El Presidente, que se estaba cepillando los dientes en el pequeño lavabo del camarín, miró a su esposa a través del espejo y, estupefacto ante el hecho casi milagroso que acababa de protagonizar su mujer -de hecho, él ni siquiera recordaba su voz-, giró sobre su eje y, con el cepillo todavía en la boca, conmocionado por la súbita ruptura del añoso silencio, le dijo:

– Te podes callar, imbécil.

Entonces la Primera Dama rompió en un llanto sordo y desconsolado. Dos cosas enfurecían al Primer Mandatario como ninguna otra: la primera, que lo llamaran por su nombre y, la segunda, los estúpidos lloriqueos de su mujer.

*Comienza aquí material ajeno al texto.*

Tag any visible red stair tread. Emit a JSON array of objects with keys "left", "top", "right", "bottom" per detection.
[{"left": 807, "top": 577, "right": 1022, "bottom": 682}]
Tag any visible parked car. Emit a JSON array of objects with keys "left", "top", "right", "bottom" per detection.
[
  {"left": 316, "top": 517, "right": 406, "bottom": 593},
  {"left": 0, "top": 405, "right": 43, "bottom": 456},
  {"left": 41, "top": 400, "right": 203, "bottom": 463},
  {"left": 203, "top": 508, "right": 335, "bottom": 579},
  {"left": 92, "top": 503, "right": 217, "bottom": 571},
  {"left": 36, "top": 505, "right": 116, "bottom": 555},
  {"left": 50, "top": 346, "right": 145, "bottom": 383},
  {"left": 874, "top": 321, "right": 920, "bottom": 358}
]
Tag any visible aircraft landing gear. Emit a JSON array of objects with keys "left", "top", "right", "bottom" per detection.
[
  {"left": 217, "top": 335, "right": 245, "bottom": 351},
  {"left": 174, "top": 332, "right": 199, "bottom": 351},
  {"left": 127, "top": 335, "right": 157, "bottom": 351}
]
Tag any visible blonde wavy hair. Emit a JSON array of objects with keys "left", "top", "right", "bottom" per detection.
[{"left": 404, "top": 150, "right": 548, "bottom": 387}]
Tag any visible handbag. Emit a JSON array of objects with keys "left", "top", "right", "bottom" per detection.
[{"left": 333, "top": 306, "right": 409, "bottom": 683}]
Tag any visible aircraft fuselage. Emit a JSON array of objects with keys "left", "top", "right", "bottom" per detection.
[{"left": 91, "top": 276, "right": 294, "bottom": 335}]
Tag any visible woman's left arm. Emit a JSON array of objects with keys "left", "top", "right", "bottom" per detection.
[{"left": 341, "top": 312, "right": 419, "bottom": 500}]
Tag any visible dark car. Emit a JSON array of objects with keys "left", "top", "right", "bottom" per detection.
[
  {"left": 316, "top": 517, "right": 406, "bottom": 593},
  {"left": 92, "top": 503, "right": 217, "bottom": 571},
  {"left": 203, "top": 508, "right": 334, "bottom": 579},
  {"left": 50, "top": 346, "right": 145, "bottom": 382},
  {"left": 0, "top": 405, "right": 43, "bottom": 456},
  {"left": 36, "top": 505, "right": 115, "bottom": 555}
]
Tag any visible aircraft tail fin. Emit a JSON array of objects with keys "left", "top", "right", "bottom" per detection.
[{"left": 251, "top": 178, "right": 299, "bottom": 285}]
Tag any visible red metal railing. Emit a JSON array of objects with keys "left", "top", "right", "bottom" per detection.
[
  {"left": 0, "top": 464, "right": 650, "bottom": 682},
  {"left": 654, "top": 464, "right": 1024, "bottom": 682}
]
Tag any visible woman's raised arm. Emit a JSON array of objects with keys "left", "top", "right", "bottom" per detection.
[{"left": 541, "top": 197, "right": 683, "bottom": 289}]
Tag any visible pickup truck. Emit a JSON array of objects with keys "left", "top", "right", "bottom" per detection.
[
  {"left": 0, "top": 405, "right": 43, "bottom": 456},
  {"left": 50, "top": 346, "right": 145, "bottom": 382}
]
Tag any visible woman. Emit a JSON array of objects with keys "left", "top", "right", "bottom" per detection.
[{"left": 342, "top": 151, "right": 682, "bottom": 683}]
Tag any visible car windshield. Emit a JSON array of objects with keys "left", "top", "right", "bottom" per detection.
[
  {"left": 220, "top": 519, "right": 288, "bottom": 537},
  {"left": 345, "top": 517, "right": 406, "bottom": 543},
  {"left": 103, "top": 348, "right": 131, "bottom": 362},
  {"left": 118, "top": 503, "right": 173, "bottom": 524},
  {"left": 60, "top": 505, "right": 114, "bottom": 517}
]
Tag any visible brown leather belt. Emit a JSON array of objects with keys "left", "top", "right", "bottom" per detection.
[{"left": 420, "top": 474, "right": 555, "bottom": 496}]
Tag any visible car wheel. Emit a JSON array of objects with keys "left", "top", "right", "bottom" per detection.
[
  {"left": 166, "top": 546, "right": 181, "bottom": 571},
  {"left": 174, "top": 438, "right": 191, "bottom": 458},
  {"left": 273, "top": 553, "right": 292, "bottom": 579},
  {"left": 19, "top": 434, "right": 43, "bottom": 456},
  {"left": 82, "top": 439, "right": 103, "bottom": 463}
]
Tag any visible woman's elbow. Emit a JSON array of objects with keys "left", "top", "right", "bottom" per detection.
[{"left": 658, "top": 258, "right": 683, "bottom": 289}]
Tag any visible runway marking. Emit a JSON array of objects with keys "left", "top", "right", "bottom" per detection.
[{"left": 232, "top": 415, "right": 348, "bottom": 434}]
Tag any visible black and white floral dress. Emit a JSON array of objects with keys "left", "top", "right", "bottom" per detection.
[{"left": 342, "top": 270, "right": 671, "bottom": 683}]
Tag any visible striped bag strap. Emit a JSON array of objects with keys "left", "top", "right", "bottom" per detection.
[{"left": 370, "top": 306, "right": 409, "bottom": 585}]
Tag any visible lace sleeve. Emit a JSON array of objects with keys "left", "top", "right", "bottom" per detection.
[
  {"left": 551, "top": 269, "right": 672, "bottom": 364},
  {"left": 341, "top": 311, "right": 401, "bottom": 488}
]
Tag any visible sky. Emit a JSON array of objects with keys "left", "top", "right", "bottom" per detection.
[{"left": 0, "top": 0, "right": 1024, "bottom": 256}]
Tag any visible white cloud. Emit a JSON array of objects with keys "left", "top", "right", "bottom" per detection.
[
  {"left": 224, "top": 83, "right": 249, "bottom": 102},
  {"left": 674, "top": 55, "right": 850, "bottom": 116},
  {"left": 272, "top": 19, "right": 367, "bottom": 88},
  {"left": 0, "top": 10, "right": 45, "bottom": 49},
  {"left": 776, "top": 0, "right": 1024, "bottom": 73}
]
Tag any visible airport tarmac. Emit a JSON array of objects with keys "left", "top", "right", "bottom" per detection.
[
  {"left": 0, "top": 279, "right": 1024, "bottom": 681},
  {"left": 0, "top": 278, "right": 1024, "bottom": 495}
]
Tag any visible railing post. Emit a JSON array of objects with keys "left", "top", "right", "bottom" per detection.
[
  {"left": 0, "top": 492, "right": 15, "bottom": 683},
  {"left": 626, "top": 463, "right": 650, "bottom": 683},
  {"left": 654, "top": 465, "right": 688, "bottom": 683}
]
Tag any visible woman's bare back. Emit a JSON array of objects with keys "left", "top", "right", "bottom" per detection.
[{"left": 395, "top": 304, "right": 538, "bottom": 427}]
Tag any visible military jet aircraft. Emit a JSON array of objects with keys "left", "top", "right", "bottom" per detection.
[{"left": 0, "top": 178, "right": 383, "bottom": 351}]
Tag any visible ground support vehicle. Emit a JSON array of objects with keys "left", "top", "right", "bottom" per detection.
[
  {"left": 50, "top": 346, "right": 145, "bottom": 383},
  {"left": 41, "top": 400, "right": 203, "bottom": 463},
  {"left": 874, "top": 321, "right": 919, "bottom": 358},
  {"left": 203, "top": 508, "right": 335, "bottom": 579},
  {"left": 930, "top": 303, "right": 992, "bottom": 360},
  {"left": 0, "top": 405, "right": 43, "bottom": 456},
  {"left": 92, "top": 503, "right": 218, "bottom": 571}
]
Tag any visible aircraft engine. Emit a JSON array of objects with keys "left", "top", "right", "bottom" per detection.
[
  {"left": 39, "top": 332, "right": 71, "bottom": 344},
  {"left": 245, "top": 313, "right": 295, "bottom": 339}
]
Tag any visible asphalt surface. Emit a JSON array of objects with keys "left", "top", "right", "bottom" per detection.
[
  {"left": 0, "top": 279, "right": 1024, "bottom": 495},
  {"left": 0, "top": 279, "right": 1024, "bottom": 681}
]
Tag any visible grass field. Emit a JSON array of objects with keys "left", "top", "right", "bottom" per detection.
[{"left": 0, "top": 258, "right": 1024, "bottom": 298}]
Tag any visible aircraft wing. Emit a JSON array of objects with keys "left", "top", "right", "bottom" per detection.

La suma de ambos elementos lo encolerizó de tal modo que, con la boca anegada de espuma, le cruzó la mejilla de un golpe seco y sonoro. Iba a descargar una segunda cachetada, ahora con el revés de la mano, cuando escuchó algo que lo dejó petrificado con el brazo en alto. Desde un lugar incierto el Presidente y la Primera Dama pudieron oír un coro de carcajadas acompañadas de unos aplausos desacompasados y estridentes que, tan pronto como se habían hecho audibles, fueron menguando hasta acallarse. El Primer Mandatario, todavía con el brazo levantado, miraba en todas direcciones y hubiera jurado que aquella invisible explosión de hilaridad se había originado dentro mismo del camarín. María de los Perros Amor había reemplazado su ataque de llanto por unos gemidos aterrorizados que le agitaban el pecho.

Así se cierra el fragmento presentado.